International Collaboration
As we have reported earlier, TIED is collaborating with several Japanese research agencies on federating testbeds using TIED and GENI technologies.The organizations are the Nara Institute of Science and Technology (NAIST) working with Prof. Suguru Yamaguchi, the Japan Advanced Institute of Science and Technology (JAIST), working with Yoichi Shinoda and Prof. Tetsuo Wasano, and the Univeristy of Tokyo, working with Prof. Yuji Sekiya. The ISI investigators are John Wroclawski (PI) and Bill Manning.
There are four goals of this collaboration:
- Prototyping a TIED plug-in for access to the Japanese StarBed facility
- Demonstrating two cooperative seed research projects
- Demonstrating research enabled by federation
- One group plans to access the BGPMUX in ProtoGENI from StarBed using the TIED plug-in developed above
- Student Exchanges
We advanced the first and last of these goals this quarter by sending TIED staffer Mike Ryan to Japan for several weeks.
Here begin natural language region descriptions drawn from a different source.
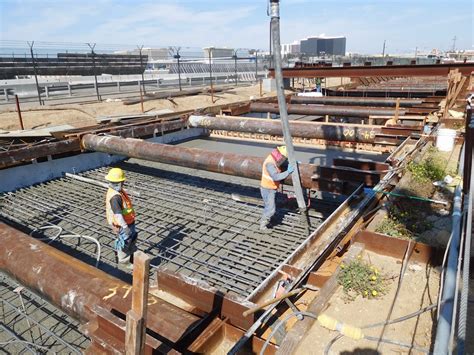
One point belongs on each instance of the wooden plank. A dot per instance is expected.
(296, 334)
(397, 110)
(136, 317)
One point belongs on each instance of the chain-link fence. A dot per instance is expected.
(46, 71)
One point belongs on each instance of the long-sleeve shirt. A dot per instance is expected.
(274, 174)
(116, 206)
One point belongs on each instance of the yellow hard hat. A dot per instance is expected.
(282, 150)
(115, 175)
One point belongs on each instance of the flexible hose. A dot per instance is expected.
(25, 342)
(374, 325)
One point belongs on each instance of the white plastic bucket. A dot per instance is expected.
(445, 139)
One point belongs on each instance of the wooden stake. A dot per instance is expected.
(141, 99)
(135, 332)
(397, 108)
(19, 112)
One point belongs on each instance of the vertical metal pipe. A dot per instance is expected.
(19, 112)
(210, 75)
(468, 137)
(256, 66)
(449, 288)
(275, 30)
(141, 99)
(35, 71)
(463, 306)
(235, 66)
(95, 71)
(142, 69)
(179, 71)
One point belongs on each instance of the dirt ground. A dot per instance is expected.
(418, 289)
(81, 115)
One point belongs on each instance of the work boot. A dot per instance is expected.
(264, 227)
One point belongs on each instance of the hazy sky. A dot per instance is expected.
(404, 24)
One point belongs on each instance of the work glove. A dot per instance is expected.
(127, 231)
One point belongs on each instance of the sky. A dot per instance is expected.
(403, 24)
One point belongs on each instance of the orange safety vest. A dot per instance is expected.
(128, 212)
(267, 181)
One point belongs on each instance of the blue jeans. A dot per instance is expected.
(128, 241)
(269, 209)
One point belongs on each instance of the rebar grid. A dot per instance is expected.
(29, 324)
(188, 224)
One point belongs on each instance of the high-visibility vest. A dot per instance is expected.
(128, 212)
(267, 181)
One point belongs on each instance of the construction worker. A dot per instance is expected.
(120, 215)
(275, 169)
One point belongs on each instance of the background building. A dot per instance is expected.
(318, 46)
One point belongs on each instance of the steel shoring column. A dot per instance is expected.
(54, 329)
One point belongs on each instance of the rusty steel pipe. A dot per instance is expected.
(224, 163)
(310, 130)
(379, 70)
(354, 101)
(76, 287)
(347, 111)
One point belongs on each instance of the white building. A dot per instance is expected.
(217, 53)
(291, 48)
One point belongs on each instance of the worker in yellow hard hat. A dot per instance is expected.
(275, 169)
(120, 215)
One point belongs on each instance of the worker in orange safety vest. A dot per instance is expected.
(275, 169)
(120, 215)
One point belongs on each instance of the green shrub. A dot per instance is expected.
(360, 278)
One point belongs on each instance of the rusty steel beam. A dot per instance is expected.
(347, 111)
(26, 154)
(382, 70)
(76, 287)
(224, 163)
(17, 156)
(310, 130)
(354, 101)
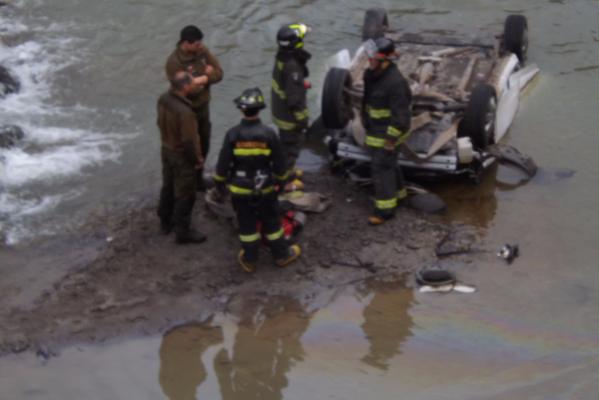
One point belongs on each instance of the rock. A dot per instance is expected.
(10, 135)
(8, 84)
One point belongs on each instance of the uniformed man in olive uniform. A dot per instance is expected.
(192, 56)
(289, 88)
(181, 155)
(386, 116)
(251, 161)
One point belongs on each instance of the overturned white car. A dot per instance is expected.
(465, 96)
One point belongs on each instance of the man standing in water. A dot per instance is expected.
(181, 155)
(192, 56)
(289, 87)
(251, 161)
(386, 116)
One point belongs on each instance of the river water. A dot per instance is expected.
(90, 75)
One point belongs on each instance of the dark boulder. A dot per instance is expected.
(10, 135)
(8, 84)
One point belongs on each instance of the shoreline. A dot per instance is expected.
(141, 283)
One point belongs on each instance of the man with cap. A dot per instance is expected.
(386, 116)
(192, 56)
(181, 156)
(251, 161)
(289, 89)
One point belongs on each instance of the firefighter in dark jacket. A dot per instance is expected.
(289, 87)
(386, 117)
(191, 55)
(251, 161)
(181, 155)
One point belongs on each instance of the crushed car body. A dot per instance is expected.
(466, 94)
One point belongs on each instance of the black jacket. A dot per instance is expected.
(386, 104)
(288, 95)
(251, 159)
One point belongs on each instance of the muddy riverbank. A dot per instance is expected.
(140, 282)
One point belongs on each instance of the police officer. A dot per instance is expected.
(289, 87)
(181, 155)
(193, 56)
(251, 161)
(386, 117)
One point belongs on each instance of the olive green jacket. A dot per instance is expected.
(179, 127)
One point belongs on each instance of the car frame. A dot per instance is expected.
(465, 96)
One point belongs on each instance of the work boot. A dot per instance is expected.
(166, 227)
(294, 252)
(245, 265)
(294, 185)
(378, 219)
(200, 183)
(190, 237)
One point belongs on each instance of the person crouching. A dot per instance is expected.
(251, 162)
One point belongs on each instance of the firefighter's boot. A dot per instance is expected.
(293, 253)
(245, 265)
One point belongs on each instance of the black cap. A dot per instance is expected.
(250, 99)
(191, 33)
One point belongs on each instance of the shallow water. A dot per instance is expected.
(91, 72)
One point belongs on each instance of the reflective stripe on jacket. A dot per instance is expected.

Mike took part in WIDE camp and spent time learning the details of the StarBed model as well as educating his Japanese counterparts in the TIED model of federation. Though Mike's stay was interrupted, the collaboration and co-development is continuing.
Project participants
- Individuals directly supported by TIED award:
- John Wroclawski, PI
- Ted Faber, Research Computer Scientist
- Mike Ryan, Systems Programmer
- Individuals contributing to the project with outside support:
- Steve Schwab, ISI Project Leader
- Brett Wilson, Cobham Systems Programmer
- Bill Manning, Research Staff Member
- International Collaborators
- Prof. Suguru Yamaguchi, Graduate School of Information Science, Nara Institute of Science and Technology (NIAST)
- Yoichi Shinoda, Internet Research Center, Japan Advanced Institute of Science and Technology (JAIST) and Horuriku Research Center, National Institute of Information and Communications Technology (NICT)
- Prof. Tetsuo Wasano, Internet Research Center, Japan Advanced Institute of Science and Technology (JAIST)
- Prof. Yuji Sekiya, University of Tokyo
Publications
- Design and Integration of ABAC and The GENIAPI AM: Version 1, Ted Faber, John Wroclawski, 6 January 2011
- ABAC Rules for GENI Authorization Ted Faber, John Wroclawski, 14 February 2011
- [http://groups.geni.net/geni/attachment/wiki/TIED/Strawman_v1.1.pdf Strawman GENI API for Enhanced
Modularity], Ted Faber, March 7, 2011
Collaborations
- Utah Emulab group (Rob Ricci and staff) – development and testing of the DETER Federation Architecture software and ProtoGENI debugging.
- GPO Software Engineers, Tom Mitchell & Aaron Helsinger - design and testing of ABAC integration, and architceture discussions
- ORCA group (Jeff Chase, et al) - GENIAPI design discussions and ABAC integration into ORCA
- Cobham/SPARTA (Brett Wilson) – Development of support for federated experiments within the SEER Experiment Control Environment
- DRAGON project at ISI-East, CENIC, Los Nettos. VLAN interconnection and debugging.